Personal information
- Date of birth: 4 April 1972 (age 53)
- Place of birth: Pyongyang, North Korea
- Position: Defender

Senior career*
- Years: Team / Apps / (Gls)
- Pyongyang City Sports Club
- Wolmido Sports Club

International career
- North Korea

= Kim Sun-hui =

North Korean footballer (born 1972)

Kim Sun-hui (born 4 April 1972) is a North Korean footballer who played as a defender for the North Korea women's national football team. She was part of the team at the 1999 FIFA Women's World Cup. A tournament preview on the SoccerTimes.com website described her as: "the heart of the [team's] defense".
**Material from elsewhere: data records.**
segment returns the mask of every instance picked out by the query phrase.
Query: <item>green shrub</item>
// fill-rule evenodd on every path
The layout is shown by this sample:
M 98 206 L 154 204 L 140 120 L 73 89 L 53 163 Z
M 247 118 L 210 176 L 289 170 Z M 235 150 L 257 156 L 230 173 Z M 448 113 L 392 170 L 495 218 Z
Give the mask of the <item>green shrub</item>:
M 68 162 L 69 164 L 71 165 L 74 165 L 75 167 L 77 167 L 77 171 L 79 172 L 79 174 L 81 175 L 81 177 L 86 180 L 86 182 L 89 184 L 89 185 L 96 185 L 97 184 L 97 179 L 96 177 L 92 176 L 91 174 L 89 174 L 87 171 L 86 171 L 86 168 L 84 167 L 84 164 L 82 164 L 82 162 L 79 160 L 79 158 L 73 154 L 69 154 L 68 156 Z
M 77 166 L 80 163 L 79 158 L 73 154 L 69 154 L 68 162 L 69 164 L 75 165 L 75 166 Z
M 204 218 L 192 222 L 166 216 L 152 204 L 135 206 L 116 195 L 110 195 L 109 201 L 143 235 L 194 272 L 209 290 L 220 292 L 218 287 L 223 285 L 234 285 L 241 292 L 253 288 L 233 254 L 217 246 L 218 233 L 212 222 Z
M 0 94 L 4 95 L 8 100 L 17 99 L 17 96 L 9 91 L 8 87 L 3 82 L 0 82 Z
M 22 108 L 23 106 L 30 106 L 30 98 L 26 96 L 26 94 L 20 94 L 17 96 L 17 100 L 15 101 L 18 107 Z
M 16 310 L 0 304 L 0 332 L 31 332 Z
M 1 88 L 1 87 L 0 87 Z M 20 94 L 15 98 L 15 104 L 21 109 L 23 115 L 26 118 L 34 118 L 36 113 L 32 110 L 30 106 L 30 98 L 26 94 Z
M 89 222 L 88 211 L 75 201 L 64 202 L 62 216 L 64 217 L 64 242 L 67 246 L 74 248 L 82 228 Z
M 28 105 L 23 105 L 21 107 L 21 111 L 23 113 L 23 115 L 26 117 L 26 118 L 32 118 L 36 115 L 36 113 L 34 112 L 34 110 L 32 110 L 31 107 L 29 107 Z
In February 1999 Kim played for a FIFA World XI in a 2–1 win over the United States, staged to coincide with the FIFA Women's World Cup draw.

North Korea qualified for their first FIFA Women's World Cup when they finished as 1997 AFC Women's Championship runners-up. They upset Japan 1–0 in the semi-final, in which Kim performed a marking job on Homare Sawa. She was praised by Japan's coach Satoshi Miyauchi: "Really skillful and a tremendous player. She's technically good, and she's a strong leader for the defense. She controls the other three defenders." After collecting her second yellow card of the tournament against Japan, she was suspended for North Korea's 2–0 final defeat by China.

At the 1998 Asian Games Kim captained North Korea to a silver medal following a golden goal defeat by China in the final.